Personal information
- Born: 8 November 1937
- Died: 26 June 2024 (aged 86) Perth, Western Australia, Australia
- Original team: Collingwood Thirds
- Height: 183 cm (6 ft 0 in)
- Weight: 74 kg (163 lb)

Playing career^{1}
- Years: Club / Games (Goals)
- 1953–1956: Collingwood / 28 (30)
- 1958–1961: Fitzroy / 41 (48)
- Total:  / 69 (78)
- ^{1} Playing statistics correct to the end of 1961.

= Keith Bromage =

Australian rules footballer (1937–2024)

Keith Bromage (8 November 1937 – 26 June 2024) was an Australian rules footballer. He played with Collingwood and Fitzroy in his Victorian Football League (VFL) career.

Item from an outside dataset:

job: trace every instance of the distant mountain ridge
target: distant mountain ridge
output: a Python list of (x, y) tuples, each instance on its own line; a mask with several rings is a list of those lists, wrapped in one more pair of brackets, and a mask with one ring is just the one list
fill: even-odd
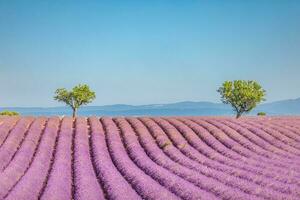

When he debuted against Richmond in 1953 at 15 years and 287 days of age, he was thought to be the youngest debutant in the history of the game. However, in 2012 it was discovered that Claude Clough was aged 15 years and 209 days when he made his debut for in May 1900. Bromage moved to Fitzroy in 1958, and was the VFL reserves leading goalkicker in 1959, with 66 goals.

From 1962 to 1965 he was captain-coach of Manuka Football Club in Canberra.

In 1968, while playing for Dimboola, he was the leading goal-kicker for the Wimmera Football League.

Bromage died of brain cancer on 26 June 2024, age the age of 86.